A key warning closes the set of ideas: AI SaaS that’s just an API key wrapper is easy to copy. The stronger path is either niche differentiation or embedding AI as a feature inside a broader, defensible product—illustrated by FeedHive, a social media management tool that uses AI to predict best posting times, rank post performance, classify follower activity patterns, and generate hashtags. The takeaway is clear: AI is the engine, but the product experience—and the problem it solves—decides whether customers stick.
Cornell Notes
AI SaaS opportunities are expanding because GPT-3/ChatGPT, Stable Diffusion, and DALL·E 2 can generate text and images through APIs without requiring founders to train models from scratch. The most promising products wrap these capabilities in a narrow, high-value workflow: generating user personas for early ideation, producing interior design or style previews from uploaded images, converting plain-English requests into spreadsheet formulas, and creating niche writing outputs via fine-tuning. A meta angle—interactive prompt design—targets the real friction of prompt trial-and-error. Differentiation matters: “API-key wrappers” are easy to copy, so building AI into a broader SaaS workflow (as with FeedHive) is a stronger strategy.

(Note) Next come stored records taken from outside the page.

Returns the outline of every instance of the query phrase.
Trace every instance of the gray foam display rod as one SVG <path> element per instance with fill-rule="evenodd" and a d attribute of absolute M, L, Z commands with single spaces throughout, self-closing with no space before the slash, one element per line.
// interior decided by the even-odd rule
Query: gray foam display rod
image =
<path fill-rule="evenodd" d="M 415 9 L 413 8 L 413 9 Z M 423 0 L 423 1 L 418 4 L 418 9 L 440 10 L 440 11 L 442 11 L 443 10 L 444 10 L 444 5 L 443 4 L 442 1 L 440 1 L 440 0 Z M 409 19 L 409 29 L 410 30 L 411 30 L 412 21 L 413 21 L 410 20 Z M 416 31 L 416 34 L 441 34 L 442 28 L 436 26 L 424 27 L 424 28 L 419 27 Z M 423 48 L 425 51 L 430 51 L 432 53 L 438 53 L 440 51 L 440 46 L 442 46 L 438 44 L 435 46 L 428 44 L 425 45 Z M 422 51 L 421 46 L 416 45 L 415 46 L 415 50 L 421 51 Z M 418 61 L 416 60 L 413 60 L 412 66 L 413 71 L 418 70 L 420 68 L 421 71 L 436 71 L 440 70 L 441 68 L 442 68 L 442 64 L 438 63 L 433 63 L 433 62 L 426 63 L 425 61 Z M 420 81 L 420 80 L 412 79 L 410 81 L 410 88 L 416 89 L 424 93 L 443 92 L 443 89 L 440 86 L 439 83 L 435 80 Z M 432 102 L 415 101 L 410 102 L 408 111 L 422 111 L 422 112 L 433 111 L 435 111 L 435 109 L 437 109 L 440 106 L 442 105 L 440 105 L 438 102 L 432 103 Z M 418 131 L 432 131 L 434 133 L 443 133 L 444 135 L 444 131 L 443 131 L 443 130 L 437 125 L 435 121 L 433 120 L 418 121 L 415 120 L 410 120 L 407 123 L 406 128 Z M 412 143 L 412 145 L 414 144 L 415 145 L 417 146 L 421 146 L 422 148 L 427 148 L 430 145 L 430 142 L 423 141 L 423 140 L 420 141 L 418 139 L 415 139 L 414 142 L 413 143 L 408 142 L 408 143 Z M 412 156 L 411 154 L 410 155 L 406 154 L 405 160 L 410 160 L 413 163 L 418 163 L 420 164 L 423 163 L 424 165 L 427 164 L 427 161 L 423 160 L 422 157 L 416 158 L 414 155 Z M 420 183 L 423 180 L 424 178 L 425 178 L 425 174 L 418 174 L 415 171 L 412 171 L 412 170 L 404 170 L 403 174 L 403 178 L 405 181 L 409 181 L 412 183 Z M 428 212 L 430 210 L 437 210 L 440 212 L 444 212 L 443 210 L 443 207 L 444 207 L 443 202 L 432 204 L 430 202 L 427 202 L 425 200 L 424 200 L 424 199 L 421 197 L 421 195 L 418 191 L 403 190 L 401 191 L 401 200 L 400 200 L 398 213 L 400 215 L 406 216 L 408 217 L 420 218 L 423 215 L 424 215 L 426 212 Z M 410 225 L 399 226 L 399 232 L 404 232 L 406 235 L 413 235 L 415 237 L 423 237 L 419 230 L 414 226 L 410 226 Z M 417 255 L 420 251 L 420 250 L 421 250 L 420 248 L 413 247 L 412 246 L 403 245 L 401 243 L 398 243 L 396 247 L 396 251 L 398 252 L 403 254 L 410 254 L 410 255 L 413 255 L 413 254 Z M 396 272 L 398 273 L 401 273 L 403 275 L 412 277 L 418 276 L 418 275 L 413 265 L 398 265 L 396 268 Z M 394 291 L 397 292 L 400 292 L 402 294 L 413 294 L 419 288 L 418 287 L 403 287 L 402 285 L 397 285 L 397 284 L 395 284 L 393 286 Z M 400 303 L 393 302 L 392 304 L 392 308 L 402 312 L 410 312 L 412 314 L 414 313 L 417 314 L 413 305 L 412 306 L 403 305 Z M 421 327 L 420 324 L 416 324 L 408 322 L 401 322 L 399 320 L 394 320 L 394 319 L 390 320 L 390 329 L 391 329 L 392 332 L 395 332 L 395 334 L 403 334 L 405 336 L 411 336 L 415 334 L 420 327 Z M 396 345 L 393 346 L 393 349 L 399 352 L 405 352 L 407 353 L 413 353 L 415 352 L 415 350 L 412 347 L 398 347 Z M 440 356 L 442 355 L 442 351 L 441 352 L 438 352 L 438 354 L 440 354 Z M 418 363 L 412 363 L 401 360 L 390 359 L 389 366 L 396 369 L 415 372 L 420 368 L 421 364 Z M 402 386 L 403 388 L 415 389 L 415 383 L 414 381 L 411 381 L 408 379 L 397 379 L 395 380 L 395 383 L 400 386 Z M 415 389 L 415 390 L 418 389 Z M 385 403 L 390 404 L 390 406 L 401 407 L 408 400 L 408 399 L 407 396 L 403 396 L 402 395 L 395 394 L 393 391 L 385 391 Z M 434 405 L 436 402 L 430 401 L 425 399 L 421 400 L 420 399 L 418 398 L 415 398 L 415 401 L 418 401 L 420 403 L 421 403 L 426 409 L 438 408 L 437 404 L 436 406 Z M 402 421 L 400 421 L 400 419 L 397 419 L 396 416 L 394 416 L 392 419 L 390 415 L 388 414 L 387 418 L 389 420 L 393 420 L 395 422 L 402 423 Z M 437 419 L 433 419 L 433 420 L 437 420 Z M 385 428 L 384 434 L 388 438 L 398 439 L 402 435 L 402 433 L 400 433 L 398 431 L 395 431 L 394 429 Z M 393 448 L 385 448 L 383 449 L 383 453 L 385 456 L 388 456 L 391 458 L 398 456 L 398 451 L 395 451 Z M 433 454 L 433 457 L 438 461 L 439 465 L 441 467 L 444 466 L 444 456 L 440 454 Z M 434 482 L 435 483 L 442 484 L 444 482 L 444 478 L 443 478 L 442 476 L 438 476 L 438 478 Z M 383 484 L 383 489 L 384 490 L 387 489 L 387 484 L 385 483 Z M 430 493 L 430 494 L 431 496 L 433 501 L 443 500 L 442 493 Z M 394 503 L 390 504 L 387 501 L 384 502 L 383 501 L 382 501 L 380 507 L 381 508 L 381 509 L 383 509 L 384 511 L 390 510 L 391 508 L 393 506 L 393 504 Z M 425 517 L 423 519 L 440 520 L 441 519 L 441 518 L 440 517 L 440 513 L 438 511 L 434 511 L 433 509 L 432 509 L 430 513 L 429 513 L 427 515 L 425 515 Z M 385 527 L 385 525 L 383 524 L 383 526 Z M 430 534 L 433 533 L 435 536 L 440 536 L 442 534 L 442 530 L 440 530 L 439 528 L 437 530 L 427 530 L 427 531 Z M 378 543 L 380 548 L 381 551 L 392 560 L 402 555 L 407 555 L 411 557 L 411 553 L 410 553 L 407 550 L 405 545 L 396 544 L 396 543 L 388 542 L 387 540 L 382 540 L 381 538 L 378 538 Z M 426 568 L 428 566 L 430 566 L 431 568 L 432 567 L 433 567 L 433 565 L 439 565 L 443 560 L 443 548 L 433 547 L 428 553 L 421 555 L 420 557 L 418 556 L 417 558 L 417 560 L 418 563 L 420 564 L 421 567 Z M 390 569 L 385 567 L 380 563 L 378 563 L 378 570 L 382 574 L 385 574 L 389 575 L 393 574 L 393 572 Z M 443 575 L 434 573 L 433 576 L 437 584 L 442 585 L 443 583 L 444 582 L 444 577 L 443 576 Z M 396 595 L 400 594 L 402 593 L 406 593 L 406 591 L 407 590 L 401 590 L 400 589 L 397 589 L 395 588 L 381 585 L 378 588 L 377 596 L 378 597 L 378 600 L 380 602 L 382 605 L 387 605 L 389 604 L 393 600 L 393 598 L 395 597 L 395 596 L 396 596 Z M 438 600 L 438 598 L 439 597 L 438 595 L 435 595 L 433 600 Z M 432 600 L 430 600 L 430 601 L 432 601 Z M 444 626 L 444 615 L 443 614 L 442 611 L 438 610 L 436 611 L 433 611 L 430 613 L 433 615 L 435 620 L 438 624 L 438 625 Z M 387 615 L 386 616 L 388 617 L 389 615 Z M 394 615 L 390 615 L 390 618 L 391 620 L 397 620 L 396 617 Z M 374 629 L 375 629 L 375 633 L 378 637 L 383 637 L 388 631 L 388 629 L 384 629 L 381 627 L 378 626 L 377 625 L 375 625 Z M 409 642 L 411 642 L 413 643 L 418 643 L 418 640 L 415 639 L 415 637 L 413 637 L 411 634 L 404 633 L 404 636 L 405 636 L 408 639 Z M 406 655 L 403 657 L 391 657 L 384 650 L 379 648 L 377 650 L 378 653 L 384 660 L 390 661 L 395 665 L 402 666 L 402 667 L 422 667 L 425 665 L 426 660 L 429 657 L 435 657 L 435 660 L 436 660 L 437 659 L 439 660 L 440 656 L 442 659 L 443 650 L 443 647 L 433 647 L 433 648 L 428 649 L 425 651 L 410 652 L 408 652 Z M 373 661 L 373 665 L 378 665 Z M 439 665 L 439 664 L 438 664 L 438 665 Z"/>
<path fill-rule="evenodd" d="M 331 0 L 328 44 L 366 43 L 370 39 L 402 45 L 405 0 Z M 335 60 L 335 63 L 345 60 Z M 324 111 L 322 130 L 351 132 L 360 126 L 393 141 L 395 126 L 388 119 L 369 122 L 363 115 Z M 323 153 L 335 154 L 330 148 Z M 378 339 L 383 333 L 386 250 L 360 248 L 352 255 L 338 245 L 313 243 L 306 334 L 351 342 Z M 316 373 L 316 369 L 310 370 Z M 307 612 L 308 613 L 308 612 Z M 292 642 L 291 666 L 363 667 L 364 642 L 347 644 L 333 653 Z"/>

Why does a user persona generator fit early-stage product development so well?
How can Stable Diffusion-based services move beyond avatars into higher-value niches?
What makes an AI spreadsheet assistant compelling, and what friction can kill adoption?
Why is niche fine-tuning a better strategy than building a generic writing tool?
What problem does an interactive prompt designer address, and how might it work?
How does FeedHive illustrate a defensible approach to AI SaaS?
Review Questions
- Which of the seven ideas depends most on image generation, and what specific user input/output loop does it create?
- What are the main ways the transcript suggests differentiating an AI SaaS beyond using an OpenAI API key?
- How would you redesign the spreadsheet assistant concept to remove the OpenAI token friction while keeping costs predictable?
Key Points
- 1
Build AI SaaS around a narrow workflow—persona creation, image-based design previews, formula generation, or niche writing—rather than offering generic AI outputs.
- 2
User persona generators can accelerate early product alignment by producing demographic and values-based personas plus printable cards using GPT-3 and image generation.
- 3
Stable Diffusion-based products can win by targeting specific industries (e.g., restaurants or fitness centers) and replacing slow 3D rendering with fast visual suggestions.
- 4
An AI spreadsheet assistant is valuable when it converts plain-English requests into formulas, but adoption suffers if users must manage their own OpenAI access tokens and unclear costs.
- 5
Niche writing assistants can be differentiated through OpenAI fine-tuning with domain-specific examples and a polished customer-facing interface.
- 6
Prompt design tools address real user pain by turning trial-and-error prompting into structured, drag-and-drop prompt generation for GPT-3 or DALL·E.
- 7
AI wrappers are easy to copy; embedding AI into a broader product experience (like FeedHive) creates stronger defensibility.